La grande nouveauté, à Marseille, c’est que les aménagements périphériques des années soixante, inutiles et laids, sont implantés au centre du premier quartier de l’extension du dix-septième siècle, où sont les rues tracées en patte-d’oie, les plus beaux hôtels particuliers, et de bonnes maisons bien bâties. Il y a une trentaine d’années, les villes progressistes réalisaient, en périphérie, des aménagement aussi « qualitatifs » qu’au centre. Pour une justice à bas coût, on fait le contraire à Marseille : la même tristesse au centre qu’à la périphérie ! Les sols pelés, la massifs déflorés, les meubles de pacotilles, mettons-les au centre !
Mais pas n’importe quel centre. Dans les quartiers un peu chic, on soigne les prestations : les sols sont en pierre aux Réformés ; en pierre au sud de la Canebière, dans les nouvelles rues piétonnes ; en pierre à Castellane. Trop de pierre, à mon sens… On aurait pu faire aussi solide, aussi propre, et plus digne à moindre coût. Mais on n’eut jamais l’idée, dans ces quartiers-là, de faire aussi indigne qu’à Belsunce, un quartier de pauvres et de grossistes, qu’on voudrait voir partir.
Je ne crois pas qu’il y eut une stratégie malveillante à l’égard des pauvres, mais plutôt une absence de retenue. Si on avait proposé un aménagement en boue, n’importe où ailleurs, quelqu’un aurait dit en réunion : « ça risque de déplaire… » ; et on serait passé à autre chose. Pas à Belsunce. En lieu et place d’un parking, dans un quartier pauvre, pourquoi pas un terrain vague ? Pourquoi pas un délaissé ? Personne n’a moufeté ? Personne…

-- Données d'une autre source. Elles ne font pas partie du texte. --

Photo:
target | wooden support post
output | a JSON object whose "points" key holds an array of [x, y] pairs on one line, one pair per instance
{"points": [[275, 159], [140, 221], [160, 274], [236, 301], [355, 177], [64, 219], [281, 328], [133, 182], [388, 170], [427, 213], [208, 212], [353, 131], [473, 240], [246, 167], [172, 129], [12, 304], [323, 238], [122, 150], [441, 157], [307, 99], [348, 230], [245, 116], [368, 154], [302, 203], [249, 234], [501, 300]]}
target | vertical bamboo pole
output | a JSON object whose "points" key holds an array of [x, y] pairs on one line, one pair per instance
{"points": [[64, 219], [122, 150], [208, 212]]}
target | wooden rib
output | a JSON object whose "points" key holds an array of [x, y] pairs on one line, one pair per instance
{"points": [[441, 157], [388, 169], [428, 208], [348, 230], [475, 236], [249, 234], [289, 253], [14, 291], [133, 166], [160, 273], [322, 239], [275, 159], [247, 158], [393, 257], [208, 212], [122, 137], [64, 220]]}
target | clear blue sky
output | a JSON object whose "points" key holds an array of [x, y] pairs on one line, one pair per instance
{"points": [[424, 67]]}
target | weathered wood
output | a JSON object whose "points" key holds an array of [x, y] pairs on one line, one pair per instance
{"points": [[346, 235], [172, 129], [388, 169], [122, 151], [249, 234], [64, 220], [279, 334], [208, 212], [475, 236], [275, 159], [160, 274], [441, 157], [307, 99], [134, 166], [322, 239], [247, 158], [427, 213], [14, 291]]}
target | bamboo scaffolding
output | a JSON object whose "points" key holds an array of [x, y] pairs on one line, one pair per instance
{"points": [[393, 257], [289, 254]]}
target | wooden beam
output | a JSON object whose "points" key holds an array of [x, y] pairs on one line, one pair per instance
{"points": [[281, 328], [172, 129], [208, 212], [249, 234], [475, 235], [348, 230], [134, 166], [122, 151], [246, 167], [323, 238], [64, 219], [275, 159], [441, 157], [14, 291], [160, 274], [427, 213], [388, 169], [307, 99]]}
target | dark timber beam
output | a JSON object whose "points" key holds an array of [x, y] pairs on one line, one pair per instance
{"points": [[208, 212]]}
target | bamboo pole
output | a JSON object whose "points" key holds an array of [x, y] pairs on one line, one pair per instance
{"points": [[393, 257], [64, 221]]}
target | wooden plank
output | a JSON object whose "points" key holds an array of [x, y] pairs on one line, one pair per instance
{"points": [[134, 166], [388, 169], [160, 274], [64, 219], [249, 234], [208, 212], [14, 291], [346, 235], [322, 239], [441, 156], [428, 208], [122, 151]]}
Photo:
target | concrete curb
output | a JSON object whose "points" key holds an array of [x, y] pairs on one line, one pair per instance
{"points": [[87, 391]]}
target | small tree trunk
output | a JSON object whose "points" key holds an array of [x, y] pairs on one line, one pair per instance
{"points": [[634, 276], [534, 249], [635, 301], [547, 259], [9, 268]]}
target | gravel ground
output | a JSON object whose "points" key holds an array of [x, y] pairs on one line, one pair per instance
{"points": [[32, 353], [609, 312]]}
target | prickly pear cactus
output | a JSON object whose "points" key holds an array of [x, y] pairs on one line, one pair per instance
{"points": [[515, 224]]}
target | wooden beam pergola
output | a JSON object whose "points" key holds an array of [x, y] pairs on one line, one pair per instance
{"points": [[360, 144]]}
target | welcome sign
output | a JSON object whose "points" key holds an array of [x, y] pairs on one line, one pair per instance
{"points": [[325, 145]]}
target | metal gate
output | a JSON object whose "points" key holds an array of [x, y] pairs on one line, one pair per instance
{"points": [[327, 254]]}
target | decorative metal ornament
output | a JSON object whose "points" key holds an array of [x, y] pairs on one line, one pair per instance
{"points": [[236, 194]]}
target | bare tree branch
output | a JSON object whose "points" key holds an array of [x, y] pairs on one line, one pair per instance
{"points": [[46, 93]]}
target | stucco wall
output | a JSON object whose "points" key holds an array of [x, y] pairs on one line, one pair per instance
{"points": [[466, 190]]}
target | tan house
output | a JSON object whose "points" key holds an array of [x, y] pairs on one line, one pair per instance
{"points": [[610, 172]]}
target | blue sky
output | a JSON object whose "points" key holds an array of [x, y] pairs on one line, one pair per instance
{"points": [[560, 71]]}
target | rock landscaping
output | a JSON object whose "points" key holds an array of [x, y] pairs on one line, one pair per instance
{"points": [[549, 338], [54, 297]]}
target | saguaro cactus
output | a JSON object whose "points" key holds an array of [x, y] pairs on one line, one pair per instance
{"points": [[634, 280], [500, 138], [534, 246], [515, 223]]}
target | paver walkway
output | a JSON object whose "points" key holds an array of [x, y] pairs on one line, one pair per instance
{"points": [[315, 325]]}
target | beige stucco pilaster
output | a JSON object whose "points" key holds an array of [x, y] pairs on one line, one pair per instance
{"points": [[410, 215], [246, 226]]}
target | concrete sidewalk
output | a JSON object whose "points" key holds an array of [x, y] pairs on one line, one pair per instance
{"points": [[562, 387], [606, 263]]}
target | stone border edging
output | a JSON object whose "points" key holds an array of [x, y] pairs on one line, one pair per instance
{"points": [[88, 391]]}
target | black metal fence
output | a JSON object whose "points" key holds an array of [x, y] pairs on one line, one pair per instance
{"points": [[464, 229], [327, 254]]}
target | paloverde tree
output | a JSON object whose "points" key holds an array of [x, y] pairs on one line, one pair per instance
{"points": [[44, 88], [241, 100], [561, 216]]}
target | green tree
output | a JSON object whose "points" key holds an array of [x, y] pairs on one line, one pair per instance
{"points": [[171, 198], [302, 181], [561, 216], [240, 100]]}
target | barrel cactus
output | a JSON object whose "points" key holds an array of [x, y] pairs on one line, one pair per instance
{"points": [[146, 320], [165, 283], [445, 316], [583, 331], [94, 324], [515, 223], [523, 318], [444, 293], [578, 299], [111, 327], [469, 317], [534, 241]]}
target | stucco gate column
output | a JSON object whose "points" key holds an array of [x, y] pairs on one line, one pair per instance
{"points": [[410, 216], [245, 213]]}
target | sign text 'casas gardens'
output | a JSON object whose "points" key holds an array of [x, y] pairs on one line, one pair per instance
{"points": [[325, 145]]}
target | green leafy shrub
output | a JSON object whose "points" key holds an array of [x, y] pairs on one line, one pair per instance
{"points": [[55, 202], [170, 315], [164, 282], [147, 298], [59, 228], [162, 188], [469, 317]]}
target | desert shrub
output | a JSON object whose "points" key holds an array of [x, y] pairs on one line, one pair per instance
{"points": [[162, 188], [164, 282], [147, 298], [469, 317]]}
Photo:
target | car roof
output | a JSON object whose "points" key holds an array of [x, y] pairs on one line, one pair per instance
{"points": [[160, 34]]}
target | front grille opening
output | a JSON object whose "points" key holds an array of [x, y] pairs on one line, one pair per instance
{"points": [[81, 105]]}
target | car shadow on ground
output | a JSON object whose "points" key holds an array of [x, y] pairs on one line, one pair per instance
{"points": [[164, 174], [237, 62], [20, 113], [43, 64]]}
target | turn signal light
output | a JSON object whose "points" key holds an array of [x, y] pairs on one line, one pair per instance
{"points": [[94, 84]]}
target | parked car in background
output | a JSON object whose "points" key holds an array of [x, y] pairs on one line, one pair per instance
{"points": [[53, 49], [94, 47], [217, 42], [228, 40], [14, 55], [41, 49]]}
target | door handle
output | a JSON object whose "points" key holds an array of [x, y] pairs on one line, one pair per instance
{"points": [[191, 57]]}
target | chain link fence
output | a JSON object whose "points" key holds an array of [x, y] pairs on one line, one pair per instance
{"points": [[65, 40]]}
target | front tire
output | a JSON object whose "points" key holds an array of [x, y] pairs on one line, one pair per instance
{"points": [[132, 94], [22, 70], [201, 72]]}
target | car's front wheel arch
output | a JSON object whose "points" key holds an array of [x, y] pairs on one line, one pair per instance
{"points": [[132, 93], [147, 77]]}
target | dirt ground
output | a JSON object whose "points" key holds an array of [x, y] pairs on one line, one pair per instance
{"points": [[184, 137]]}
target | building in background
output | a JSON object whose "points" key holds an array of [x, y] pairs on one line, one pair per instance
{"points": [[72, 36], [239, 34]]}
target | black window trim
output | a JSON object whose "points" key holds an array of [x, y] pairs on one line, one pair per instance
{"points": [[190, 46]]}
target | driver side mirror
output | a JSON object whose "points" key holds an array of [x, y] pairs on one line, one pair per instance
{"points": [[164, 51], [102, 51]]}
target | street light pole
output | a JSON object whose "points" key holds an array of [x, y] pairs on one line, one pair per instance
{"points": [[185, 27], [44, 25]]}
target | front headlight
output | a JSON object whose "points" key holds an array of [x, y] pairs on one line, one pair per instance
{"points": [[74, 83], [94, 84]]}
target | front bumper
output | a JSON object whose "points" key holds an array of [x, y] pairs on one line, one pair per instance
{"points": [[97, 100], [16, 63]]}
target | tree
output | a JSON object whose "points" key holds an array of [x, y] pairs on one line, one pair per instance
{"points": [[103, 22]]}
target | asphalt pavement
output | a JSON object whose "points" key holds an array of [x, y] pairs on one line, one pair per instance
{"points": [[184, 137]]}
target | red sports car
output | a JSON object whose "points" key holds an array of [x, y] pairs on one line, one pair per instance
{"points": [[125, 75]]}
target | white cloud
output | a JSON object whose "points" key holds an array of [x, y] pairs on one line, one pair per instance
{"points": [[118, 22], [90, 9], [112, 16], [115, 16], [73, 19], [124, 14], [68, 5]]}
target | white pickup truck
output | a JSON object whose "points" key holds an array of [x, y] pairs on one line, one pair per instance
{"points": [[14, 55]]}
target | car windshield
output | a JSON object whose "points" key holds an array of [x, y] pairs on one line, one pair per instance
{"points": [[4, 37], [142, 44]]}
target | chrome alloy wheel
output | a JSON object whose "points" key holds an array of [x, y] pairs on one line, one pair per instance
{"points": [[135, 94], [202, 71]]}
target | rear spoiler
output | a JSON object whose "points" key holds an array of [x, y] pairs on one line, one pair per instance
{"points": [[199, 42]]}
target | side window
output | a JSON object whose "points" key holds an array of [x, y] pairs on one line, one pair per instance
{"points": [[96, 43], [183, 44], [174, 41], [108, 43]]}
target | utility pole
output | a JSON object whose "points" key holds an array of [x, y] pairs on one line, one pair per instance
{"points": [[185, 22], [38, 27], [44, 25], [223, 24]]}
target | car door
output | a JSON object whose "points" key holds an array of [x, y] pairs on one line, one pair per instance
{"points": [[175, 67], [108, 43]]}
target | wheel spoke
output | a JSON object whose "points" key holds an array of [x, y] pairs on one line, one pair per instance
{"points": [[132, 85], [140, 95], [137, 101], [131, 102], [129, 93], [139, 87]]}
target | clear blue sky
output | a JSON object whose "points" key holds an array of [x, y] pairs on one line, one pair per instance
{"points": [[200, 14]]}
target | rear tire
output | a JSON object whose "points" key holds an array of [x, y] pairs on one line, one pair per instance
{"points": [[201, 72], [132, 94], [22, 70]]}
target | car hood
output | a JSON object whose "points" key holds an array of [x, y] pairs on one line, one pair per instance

L’absence de retenue est confortée par l’ignorance. Il y a encore une dizaine d’année, tous les techniciens savaient que là où passent des centaines de personnes chaque jour, les sols meubles et les plantations basses, sans protection, ne tiennent pas. C’est foulé, c’est crotté, c’est jonché de cannettes ou de seringues, y compris dans les quartiers les plus policés. Ce savoir partagé a disparu. Depuis le début du vint-et-unième siècle, l’art des édifices, l’art des jardins et l’art des villes ont été discrédités par des écologistes de comptoirs : de tout temps, disent-ils, l’homme fut coupable de tous les crimes contre la nature ; les villes sont haïssables ; les campagnes sont haïssables ; tout ce que l’homme a façonné pendant des siècles de labeur, d’essais, d’erreurs et de corrections, tous les savoirs accumulés doivent disparaitre ! Ces mêmes savoirs anciens, qui étaient respectés par les premières générations de l’écologie politique, au point d’être parfois surévalués, sont désormais oubliés. Quelles expériences acquise ? Quels savoirs ? Quel art des jardins ? Quel art des villes ? Vive la biodiversité ! Vive les sols meuble ! Vive l’ensauvagement ! Ça va marcher parce que ça doit marcher, quand même des vieillards, forcément séniles, prétendent se souvenir d’échecs précédents et des précautions nécessaires.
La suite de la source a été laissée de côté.